Yes, even after 25 years here. And that alone is one of the great things about this town: how she continues, over the decades, to reveal herself to you, how she continues to amaze and delight. (OK, frustrate and madden at times, too — but that's not today's story.)
New Orleans cred manifests itself in many ways, from the obvious to the sublime: When you hang your first Mardi Gras beads over your rear view mirror; when you finally grow comfortable ordering a sandwich "dressed"; for that matter, when you stop calling it a sandwich.
You think purple, green and gold actually look good together. In fact, due to the unyielding force of cultural brainwashing, you begin to identify the color yellow as gold. And purple comes in two shades: K&B purple ... and not.
Other ways: You learn how to pronounce Natchitoches, Picayune, Soileau and Oubre. You stop using your automobile turn signals. Your male cab driver calls you "babe." You think Angus Lind is funny. (OK, this one takes a long time, but it happens. Eventually.)
The longer you're here, the more subtle the indications become. I had one of those the other day. It was a kiss that gave me a touch of reaffirmation, a notion that I am not only "from" New Orleans, but "of" New Orleans.
Yes, after 25 years, it still matters.
I had an encounter that began with a buss on the cheek and, when it was over, as I drove away from the incident, I laughed out loud about it, all alone in my car. ("Another sign of New Orleans-ness?").
Maybe I make this out to be more than it was. In fact, as I tell you the story, it seems very anticlimactic; it was such a small, teeny-tiny thing, a non-event, unspectacular, lacking drama and mystery. I kissed my mail carrier.
Well, she's not actually my mail carrier anymore. Michelle is my former mail carrier, from many, many years ago, pre-storm and all that.
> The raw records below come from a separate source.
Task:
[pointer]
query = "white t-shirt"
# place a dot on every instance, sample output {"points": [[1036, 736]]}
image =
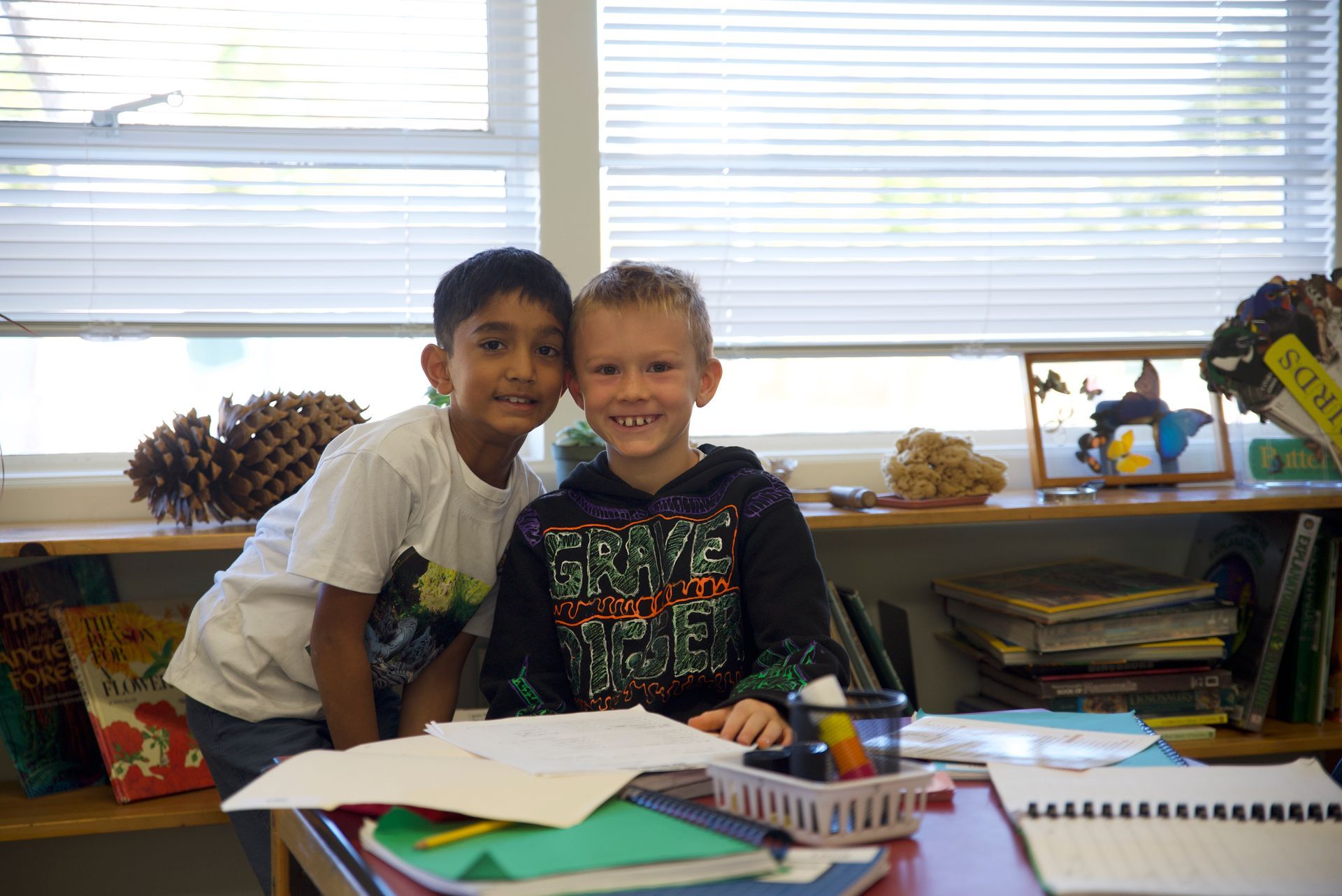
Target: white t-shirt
{"points": [[391, 510]]}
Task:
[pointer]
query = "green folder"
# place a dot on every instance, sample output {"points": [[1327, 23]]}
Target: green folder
{"points": [[616, 834]]}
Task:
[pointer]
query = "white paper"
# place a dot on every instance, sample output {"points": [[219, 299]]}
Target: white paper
{"points": [[479, 788], [960, 739], [1160, 856], [1302, 781], [421, 745], [1148, 856], [630, 739]]}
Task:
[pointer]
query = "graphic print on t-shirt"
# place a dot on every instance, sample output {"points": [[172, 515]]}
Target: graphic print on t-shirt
{"points": [[647, 609], [419, 612]]}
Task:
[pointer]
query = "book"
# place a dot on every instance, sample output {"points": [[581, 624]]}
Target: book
{"points": [[1259, 564], [1236, 830], [1197, 619], [865, 677], [120, 652], [1075, 589], [1297, 678], [618, 846], [1101, 683], [894, 635], [872, 643], [1327, 623], [1149, 703], [1006, 653], [42, 714]]}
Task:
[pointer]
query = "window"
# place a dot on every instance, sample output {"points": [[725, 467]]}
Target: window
{"points": [[199, 173], [971, 172]]}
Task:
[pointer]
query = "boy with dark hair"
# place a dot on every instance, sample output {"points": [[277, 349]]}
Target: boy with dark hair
{"points": [[380, 570], [661, 575]]}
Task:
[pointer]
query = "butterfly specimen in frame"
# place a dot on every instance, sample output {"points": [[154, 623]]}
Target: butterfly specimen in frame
{"points": [[1090, 440], [1142, 405], [1053, 382], [1121, 452], [1059, 419]]}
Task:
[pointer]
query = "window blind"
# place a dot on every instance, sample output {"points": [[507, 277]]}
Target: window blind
{"points": [[971, 172], [258, 166]]}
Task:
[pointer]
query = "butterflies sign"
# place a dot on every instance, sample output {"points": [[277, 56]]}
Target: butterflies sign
{"points": [[1132, 417]]}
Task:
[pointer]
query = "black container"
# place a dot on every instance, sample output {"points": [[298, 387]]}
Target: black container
{"points": [[824, 739]]}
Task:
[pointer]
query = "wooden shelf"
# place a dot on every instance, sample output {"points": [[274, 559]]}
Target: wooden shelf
{"points": [[140, 537], [92, 811], [120, 537], [1276, 737], [1123, 502]]}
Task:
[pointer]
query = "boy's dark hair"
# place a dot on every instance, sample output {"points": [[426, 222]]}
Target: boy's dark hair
{"points": [[471, 283]]}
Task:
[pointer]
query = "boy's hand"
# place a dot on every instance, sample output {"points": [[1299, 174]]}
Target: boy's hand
{"points": [[746, 722]]}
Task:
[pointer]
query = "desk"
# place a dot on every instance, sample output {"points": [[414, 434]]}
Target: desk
{"points": [[964, 846]]}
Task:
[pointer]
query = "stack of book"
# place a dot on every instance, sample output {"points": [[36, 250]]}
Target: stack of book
{"points": [[872, 667], [1094, 635]]}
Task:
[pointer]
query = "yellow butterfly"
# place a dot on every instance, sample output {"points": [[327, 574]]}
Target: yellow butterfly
{"points": [[1120, 451]]}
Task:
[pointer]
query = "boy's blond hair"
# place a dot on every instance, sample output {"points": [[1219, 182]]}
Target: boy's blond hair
{"points": [[640, 284]]}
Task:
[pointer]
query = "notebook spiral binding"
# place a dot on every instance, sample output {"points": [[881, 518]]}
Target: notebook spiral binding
{"points": [[1317, 812], [1161, 744], [723, 823]]}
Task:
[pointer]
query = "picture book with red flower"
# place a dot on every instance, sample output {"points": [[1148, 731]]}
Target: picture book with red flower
{"points": [[120, 653]]}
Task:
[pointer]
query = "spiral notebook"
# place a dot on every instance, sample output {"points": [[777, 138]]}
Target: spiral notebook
{"points": [[1204, 830]]}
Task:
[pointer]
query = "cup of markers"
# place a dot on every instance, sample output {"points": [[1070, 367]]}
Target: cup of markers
{"points": [[840, 735], [842, 781]]}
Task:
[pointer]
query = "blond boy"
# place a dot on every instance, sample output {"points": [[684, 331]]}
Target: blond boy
{"points": [[661, 575]]}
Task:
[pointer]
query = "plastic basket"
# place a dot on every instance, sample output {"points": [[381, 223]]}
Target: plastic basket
{"points": [[825, 813]]}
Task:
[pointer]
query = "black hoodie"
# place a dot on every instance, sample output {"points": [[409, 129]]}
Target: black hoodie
{"points": [[684, 601]]}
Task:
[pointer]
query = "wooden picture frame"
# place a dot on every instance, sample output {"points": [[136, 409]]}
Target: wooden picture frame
{"points": [[1130, 417]]}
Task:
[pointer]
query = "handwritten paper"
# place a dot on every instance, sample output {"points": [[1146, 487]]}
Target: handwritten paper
{"points": [[973, 741], [331, 779], [630, 739], [1302, 781]]}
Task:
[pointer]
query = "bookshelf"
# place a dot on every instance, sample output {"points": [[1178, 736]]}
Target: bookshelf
{"points": [[93, 811]]}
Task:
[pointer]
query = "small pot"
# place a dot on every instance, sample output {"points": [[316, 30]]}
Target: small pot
{"points": [[567, 458]]}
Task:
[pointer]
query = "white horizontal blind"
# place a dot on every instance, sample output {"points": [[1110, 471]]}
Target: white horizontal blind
{"points": [[969, 171], [290, 163]]}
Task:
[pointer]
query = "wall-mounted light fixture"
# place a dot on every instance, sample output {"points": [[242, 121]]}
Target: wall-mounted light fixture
{"points": [[108, 117]]}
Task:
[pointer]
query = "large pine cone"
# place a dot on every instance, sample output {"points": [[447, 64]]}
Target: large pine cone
{"points": [[179, 465], [278, 439], [266, 449]]}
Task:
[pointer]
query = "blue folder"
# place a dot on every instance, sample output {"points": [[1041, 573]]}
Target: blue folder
{"points": [[1158, 754]]}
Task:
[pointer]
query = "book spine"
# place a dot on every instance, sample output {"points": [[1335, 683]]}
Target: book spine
{"points": [[863, 674], [1137, 630], [870, 640], [1136, 684], [1298, 658], [1287, 595], [1327, 614]]}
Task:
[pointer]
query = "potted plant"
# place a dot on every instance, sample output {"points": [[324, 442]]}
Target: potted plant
{"points": [[572, 446]]}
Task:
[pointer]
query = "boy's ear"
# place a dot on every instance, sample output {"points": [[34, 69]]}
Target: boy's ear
{"points": [[434, 363], [709, 380], [570, 382]]}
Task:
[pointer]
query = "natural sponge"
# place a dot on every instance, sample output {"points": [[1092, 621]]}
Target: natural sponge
{"points": [[930, 464]]}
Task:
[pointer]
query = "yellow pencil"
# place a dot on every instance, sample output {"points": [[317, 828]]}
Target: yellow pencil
{"points": [[461, 833]]}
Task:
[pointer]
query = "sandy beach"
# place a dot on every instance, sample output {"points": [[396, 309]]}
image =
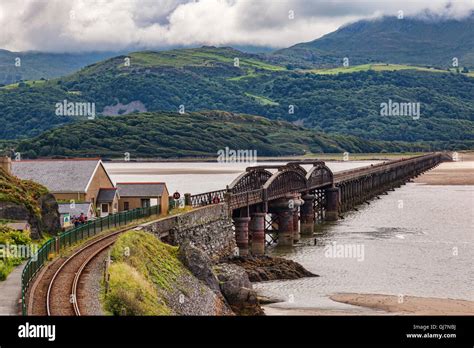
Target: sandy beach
{"points": [[460, 172], [379, 304]]}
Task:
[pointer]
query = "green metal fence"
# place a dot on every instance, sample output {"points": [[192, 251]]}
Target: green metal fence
{"points": [[74, 235]]}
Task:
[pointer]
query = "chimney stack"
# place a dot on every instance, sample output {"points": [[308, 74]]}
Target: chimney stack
{"points": [[6, 164]]}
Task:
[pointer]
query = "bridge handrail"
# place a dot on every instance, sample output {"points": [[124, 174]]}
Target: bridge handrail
{"points": [[72, 236], [344, 175], [207, 198]]}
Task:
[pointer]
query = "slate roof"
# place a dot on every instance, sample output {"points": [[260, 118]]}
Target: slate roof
{"points": [[106, 195], [58, 176], [65, 208], [19, 225], [146, 189]]}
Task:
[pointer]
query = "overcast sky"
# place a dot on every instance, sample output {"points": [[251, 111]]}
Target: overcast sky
{"points": [[87, 25]]}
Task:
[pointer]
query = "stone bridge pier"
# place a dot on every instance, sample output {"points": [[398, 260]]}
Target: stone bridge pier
{"points": [[287, 202]]}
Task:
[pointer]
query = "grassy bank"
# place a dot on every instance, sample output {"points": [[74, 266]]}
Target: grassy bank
{"points": [[143, 269]]}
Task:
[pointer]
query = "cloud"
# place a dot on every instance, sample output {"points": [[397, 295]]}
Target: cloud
{"points": [[87, 25]]}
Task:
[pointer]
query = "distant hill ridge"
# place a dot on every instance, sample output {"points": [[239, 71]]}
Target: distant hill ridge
{"points": [[423, 40]]}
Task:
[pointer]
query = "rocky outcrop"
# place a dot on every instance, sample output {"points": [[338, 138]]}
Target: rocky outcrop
{"points": [[263, 268], [29, 201], [49, 214], [199, 264], [48, 221], [237, 289]]}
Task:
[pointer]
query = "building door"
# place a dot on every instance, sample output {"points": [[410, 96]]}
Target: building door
{"points": [[104, 210]]}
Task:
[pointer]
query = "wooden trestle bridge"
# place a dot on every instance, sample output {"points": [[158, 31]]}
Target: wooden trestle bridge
{"points": [[281, 205]]}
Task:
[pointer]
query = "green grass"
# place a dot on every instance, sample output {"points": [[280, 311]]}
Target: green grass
{"points": [[11, 237], [374, 67], [143, 270], [262, 100], [198, 57]]}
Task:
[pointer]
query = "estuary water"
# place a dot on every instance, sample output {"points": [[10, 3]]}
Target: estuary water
{"points": [[415, 241]]}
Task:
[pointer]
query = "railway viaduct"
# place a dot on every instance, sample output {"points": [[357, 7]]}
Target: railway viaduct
{"points": [[278, 204]]}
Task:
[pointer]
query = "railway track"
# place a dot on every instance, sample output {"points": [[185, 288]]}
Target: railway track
{"points": [[64, 292]]}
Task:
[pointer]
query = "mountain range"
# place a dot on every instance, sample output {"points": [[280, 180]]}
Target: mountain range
{"points": [[284, 86]]}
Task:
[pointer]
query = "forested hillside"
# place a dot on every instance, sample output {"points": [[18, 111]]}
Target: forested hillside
{"points": [[226, 79]]}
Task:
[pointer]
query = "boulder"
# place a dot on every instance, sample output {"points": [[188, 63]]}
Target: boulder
{"points": [[237, 289], [200, 265], [263, 268]]}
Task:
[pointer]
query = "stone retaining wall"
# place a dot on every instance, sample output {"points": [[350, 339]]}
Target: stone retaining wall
{"points": [[208, 228]]}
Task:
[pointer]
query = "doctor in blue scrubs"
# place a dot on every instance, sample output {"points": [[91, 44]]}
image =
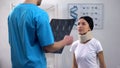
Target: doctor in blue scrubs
{"points": [[30, 36]]}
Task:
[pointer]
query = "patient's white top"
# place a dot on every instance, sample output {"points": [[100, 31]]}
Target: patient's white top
{"points": [[86, 54]]}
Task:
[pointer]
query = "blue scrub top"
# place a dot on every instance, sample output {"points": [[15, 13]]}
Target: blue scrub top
{"points": [[29, 31]]}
I hadn't seen her in ages. She was always so kind, always filled with cheer, always asking about my kids, always delivering not just mail, but a pleasant interlude no matter the weather or anything else.
So, when I saw her walking down a street a few neighborhoods over from mine, I hit the brake, rolled down the window and called her name. I got out of the car and we walked up to each other and kissed each other on the cheek and proceeded to make small fusses over each other.
Like I said, not a lot to it, really. Other than this:
I have lived in two other places, Wisconsin and Maryland, and I cannot for the life of me ever imagine walking up to a mail carrier and planting a wet one on her (or his!) cheek. The act seems to violate so many tenets of personal space, propriety and all the other social restrictions folks in other places burden themselves with but which we tend to casually disregard in these parts.
In review, perhaps I am wont to read too much into things. But, in many ways, it is my job.
For the past quarter century, one of my primary means of employment has been to write love letters to New Orleans. The primary means to do this, is to overstate the implications of almost everything — the slightest of local gestures, colloquialisms and traditions — and blow them into metaphors that speak to the wondrous, peerless, unparalleled uniqueness of this town.
I'll be the first to admit: It can be toxically overwrought, cloying to the point of ennui. Does everything — everything — that happens around here have to speak to cultural significance? More to the point: Can't a kiss just be a kiss?
Well ... no, in fact, it can't. And maybe I'm blowing this brief incident completely out of proportion, once again getting myself all caught up in the New Orleans self-love thing. Maybe I am reading too much into a kiss.
History tells me I wouldn't be the first to do such a thing.